Daniel Huber: Naja. Ein Laden sperrt auf. Egal ob Bar oder Club, nicht viel Geld dahinter, tolles Programm, und plötzlich gibt es irgendjemanden der sich daran stößt und bei der Behörde Stunk macht. Der erste große Einschnitt in diese Richtung war damals die Schließung des Barprojekts. Das war ein Kollektiv junger Leute, die in der ehemaligen Hemingway Bar eine Kneipe aufgemacht haben und so bunt wie die Betreiber war auch das Programm. Geniales Projekt. Wie das bei solchen Geschichten eben ist, stehen Abends Leute vor der Türe und machen ein bisschen Lärm und die Behörde kommt plötzlich drauf, dass das Lokal noch nie eine Betriebsstättengenehmigung als solches hatte. Und das obwohl fast 20 Jahre davor schon eine Bar drinnen war. Die Niese wurde zwar nicht von offizieller Seite zugesperrt, aber dennoch hat man ihr Steine in den Weg gelegt, wo es nur ging. Was dann das Fass wirklich zum überlaufen gebracht hat, und auch der Grund warum wir schlussendlich jetzt aktiv geworden sind, waren die behördlichen Maßnahmen gegenüber der Kombüse. Einer der besten Clubs Österreichs darf jetzt nur mehr Imbissbude sein.

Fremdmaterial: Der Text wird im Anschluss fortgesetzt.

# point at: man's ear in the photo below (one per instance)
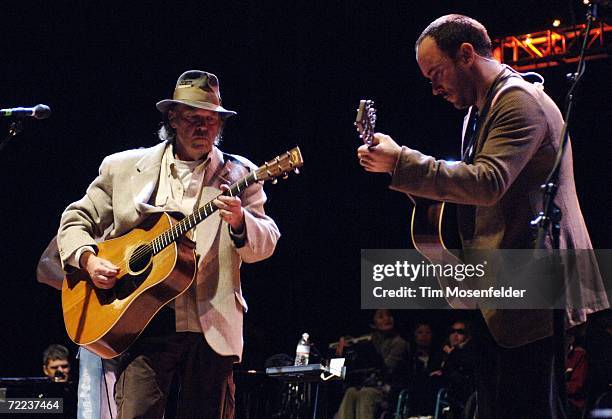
(466, 53)
(172, 118)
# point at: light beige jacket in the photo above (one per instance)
(120, 199)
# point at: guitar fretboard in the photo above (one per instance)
(179, 229)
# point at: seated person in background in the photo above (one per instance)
(96, 377)
(458, 370)
(425, 360)
(56, 364)
(575, 377)
(385, 377)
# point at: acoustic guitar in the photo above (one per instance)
(157, 263)
(428, 216)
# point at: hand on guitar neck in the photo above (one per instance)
(102, 273)
(381, 156)
(379, 153)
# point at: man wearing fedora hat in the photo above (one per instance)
(198, 336)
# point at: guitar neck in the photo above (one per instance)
(179, 229)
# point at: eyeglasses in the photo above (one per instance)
(197, 120)
(210, 79)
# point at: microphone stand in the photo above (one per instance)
(548, 220)
(15, 129)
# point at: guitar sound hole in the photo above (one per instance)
(140, 258)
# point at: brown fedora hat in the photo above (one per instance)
(199, 89)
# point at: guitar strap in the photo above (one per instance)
(468, 146)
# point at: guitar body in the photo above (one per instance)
(108, 321)
(428, 228)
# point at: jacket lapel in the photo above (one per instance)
(145, 179)
(207, 230)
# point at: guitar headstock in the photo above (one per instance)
(365, 122)
(281, 165)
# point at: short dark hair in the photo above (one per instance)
(54, 352)
(451, 31)
(467, 326)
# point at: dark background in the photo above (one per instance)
(295, 72)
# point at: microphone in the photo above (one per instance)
(38, 112)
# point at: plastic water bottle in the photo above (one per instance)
(302, 352)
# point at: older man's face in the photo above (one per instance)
(196, 131)
(57, 369)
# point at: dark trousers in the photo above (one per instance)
(206, 387)
(517, 382)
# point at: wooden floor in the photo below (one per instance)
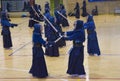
(103, 68)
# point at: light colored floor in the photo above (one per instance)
(103, 68)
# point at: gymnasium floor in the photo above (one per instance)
(103, 68)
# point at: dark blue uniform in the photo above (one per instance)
(92, 42)
(7, 41)
(52, 35)
(61, 42)
(84, 11)
(77, 10)
(76, 55)
(38, 68)
(64, 21)
(47, 7)
(33, 14)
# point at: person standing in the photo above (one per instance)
(76, 54)
(7, 41)
(64, 20)
(38, 68)
(60, 43)
(77, 10)
(92, 42)
(52, 35)
(34, 11)
(84, 11)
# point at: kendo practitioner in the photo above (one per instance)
(95, 11)
(47, 6)
(38, 68)
(60, 43)
(76, 54)
(52, 35)
(46, 24)
(84, 11)
(92, 42)
(7, 41)
(64, 21)
(34, 11)
(77, 10)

Wie ist die Stimmung in der Grazer Szene aktuell?
Ich habe das Gefühl, dass in Graz gerade alles ein bisschen zusammenwächst. Quer durch die Bank. Es gibt ein Enfant terrible, auf das man sich einigen kann, mit dem alle zu kämpfen haben. Vom Univiertel bis zum Bretterschuppen. Für unsere Parade kommen täglich neue Angebote zur Unterstützung der Sache rein. Es ist wunderbar.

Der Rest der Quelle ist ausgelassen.